Prevalence of Thalassemia Carriers of Foreign Spouses Attending at the Antenatal Clinic, Metropolitan Health and Wellness Institution, Bangkok
Keywords:
Thalassemia, Thalassemia trait screening, Severe thalassemia, Metropolitan Health and Wellness Institution, BangkokAbstract
Thalassemia is one of the genetic disorders considered to be a serious health issue in
Thailand. The proportion of thalassemia carriers in the Thai population differs from one region to
another. Each year, more than 10,000 new thalassemia cases are diagnosed, some of which have
severe anemic symptoms. Currently, Thailand is facing the settlement of many migrant workers from
neighboring countries, thus, it is very important to assess the prevalence of thalassemia carriers, as
well as the possibility of newborns with severe thalassemia conditions in this population. In this study,
the data of thalassemia diagnosis in migrant workers were collected from January to December 2019
at the Metropolitan Health and Wellness Institution’s Antenatal Care Clinic in Bangkok. The total
number of 162 (81 couples) migrants were recruited with 56 (34.57%) Burmese, 58 (35.80%) Laos
and 48 (29.63%) Cambodian. Diagnosis of beta-thalassemia was carried out using the capillary
electrophoresis while alpha-thalassemia-1 SEA and THAI type deletions were analyzed by real -time
PCR. The results from 162 migrants showed that there were 5 (3.09%) with beta-thalassemia trait,
54 (33.33%) with HbE trait, 3 (1.85%) with double heterozygous alpha-thalassemia-1 SEA type
deletion and HbE trait, 12 (7.41%) with homozygous HbE and 8 (4.94 %) with alpha-thalassemia-1
SEA type deletion trait.
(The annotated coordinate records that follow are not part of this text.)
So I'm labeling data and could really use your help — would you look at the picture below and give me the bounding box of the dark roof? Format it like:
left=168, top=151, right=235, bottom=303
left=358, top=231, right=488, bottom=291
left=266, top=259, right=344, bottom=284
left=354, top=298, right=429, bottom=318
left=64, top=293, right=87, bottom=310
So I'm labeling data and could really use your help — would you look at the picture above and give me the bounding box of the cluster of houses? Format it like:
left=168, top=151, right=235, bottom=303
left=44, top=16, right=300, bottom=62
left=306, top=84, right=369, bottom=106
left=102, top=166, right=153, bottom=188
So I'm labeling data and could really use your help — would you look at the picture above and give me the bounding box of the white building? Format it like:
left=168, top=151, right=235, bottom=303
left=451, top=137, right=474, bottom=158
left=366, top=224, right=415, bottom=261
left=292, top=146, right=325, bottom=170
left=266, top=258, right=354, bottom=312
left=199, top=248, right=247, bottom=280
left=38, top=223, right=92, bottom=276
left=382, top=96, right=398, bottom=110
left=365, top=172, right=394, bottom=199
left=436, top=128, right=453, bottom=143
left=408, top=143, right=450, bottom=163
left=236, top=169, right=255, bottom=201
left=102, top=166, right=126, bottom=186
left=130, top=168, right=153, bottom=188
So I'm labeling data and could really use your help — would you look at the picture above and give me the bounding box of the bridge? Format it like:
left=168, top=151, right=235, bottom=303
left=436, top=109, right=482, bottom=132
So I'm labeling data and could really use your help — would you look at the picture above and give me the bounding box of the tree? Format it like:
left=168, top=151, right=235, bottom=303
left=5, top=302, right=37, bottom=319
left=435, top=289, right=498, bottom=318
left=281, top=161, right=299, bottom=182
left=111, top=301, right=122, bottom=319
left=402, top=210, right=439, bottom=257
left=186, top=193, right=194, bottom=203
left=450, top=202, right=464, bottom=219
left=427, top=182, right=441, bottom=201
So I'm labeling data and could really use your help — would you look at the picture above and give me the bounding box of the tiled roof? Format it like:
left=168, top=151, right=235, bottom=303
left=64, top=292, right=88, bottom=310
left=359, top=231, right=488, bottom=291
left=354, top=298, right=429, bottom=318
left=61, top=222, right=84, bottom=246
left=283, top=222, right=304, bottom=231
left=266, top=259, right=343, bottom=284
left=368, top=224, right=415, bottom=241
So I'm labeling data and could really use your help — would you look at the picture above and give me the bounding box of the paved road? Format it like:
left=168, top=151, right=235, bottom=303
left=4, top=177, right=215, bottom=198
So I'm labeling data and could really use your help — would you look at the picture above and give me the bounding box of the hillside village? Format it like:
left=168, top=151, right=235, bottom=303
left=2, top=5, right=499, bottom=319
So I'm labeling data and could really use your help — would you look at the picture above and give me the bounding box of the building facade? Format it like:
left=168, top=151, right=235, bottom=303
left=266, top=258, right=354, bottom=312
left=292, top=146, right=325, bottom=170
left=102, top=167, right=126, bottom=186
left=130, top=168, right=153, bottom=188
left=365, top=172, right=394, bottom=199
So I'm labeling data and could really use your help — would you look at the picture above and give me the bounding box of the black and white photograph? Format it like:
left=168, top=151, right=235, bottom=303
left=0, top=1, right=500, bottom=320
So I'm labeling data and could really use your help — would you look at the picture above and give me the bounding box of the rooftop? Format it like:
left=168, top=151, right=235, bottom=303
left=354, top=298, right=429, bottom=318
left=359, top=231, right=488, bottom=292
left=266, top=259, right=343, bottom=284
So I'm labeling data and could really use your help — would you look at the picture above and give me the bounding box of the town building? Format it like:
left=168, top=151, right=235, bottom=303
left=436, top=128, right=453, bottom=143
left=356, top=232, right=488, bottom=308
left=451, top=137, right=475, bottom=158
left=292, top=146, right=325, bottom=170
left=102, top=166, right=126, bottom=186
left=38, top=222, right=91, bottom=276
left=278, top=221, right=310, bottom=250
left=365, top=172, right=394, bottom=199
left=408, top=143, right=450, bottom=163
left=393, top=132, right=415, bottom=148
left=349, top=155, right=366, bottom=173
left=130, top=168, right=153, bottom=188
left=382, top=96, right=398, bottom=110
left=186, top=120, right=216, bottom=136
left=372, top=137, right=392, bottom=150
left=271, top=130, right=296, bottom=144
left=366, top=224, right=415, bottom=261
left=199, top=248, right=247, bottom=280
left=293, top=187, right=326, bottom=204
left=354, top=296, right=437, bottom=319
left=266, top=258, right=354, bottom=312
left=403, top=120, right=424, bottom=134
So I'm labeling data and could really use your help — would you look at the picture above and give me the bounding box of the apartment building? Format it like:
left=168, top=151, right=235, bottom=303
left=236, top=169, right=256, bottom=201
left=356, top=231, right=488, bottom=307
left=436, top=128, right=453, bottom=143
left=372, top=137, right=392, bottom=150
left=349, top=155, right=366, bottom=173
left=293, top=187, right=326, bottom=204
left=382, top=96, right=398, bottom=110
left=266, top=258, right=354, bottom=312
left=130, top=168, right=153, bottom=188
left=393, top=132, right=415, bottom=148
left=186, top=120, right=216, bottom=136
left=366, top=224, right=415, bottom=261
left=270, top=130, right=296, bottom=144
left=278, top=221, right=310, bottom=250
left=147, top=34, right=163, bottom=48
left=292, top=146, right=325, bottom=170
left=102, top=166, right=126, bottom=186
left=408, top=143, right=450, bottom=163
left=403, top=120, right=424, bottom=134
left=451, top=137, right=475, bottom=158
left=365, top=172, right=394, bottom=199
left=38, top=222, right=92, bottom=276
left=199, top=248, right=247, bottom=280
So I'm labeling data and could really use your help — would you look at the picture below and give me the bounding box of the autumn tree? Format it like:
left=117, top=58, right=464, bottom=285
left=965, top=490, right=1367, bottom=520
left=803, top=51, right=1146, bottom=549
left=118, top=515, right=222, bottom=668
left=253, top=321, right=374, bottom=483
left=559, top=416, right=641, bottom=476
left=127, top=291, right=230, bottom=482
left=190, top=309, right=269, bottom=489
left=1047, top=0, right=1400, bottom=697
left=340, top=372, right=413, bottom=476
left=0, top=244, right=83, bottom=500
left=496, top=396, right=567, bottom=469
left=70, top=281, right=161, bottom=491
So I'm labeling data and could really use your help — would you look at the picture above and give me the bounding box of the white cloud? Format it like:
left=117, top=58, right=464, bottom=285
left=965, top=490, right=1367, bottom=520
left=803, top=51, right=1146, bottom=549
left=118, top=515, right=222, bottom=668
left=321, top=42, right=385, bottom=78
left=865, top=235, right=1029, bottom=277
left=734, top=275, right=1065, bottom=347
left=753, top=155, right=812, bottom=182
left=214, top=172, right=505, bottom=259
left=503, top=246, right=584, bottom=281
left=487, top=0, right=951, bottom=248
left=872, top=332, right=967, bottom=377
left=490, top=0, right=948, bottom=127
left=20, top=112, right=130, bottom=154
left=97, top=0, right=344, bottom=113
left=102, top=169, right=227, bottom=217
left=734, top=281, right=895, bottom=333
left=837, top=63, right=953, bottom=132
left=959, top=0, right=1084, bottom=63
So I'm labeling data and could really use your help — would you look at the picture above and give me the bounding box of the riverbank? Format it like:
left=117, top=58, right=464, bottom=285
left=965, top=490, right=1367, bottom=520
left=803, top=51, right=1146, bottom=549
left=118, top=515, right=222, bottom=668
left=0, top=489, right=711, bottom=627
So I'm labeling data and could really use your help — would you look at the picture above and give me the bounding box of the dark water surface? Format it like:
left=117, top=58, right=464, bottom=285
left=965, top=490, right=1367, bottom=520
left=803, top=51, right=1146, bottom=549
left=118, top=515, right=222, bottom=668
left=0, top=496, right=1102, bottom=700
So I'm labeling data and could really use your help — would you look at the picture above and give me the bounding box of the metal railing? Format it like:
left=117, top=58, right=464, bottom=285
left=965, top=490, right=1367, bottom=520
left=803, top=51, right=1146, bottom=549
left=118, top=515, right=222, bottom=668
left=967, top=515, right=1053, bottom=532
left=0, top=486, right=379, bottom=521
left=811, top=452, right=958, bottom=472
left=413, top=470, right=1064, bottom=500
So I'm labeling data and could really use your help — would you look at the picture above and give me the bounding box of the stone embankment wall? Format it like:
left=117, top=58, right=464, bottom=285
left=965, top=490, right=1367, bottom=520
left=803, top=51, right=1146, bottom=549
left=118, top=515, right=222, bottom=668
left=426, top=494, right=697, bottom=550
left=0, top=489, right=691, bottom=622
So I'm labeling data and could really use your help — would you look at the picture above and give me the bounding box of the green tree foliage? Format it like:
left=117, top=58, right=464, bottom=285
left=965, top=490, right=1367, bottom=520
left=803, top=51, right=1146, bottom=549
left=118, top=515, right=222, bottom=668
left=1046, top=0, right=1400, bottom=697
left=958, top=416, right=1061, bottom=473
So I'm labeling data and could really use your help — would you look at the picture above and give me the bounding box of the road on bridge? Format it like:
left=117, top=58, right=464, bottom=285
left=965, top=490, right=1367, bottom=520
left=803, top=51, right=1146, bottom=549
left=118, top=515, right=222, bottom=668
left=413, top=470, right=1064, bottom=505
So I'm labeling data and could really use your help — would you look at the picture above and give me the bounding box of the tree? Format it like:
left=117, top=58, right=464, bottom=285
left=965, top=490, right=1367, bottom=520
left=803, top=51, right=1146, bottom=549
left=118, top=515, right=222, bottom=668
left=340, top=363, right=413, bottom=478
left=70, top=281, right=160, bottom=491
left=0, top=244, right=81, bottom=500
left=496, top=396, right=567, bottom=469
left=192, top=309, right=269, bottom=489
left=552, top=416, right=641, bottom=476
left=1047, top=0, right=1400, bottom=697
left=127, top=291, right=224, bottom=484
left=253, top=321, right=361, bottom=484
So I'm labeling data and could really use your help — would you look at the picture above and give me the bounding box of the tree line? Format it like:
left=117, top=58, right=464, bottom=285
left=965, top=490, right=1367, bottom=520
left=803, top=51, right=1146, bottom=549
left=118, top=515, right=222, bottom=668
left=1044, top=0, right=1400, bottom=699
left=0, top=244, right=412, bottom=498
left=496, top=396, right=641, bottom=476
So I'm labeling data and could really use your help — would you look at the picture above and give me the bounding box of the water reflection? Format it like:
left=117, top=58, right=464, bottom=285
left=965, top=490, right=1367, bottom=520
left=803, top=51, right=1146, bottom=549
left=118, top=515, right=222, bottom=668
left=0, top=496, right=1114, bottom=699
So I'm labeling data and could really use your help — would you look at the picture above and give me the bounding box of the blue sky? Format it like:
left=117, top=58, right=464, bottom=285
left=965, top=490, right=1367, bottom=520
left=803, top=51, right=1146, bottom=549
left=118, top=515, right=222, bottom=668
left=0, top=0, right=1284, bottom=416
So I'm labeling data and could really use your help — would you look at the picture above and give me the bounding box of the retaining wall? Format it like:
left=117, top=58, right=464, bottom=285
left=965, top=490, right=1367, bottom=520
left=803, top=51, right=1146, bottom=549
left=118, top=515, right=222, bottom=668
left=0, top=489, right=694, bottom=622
In addition, one couple from Laos was found to carry a risk of having a new
born with beta-thalassemia/HbE disease. When the Hardy-Weinberg Formula (HWF) was used to
genetically estimate the number of the new born with severe thalassemia diseases per 10,000
pregnancies, it was predicted that 3 babies would be born with homozygous beta-thalassemia,
75 with beta-thalassemia/HbE disease and 12 with Hb Bart’s hydrops fetalis. Taken together, these
data suggest that the intensive control, prevention and management of thalassemia diseases at the
national level are very important issue to be implemented.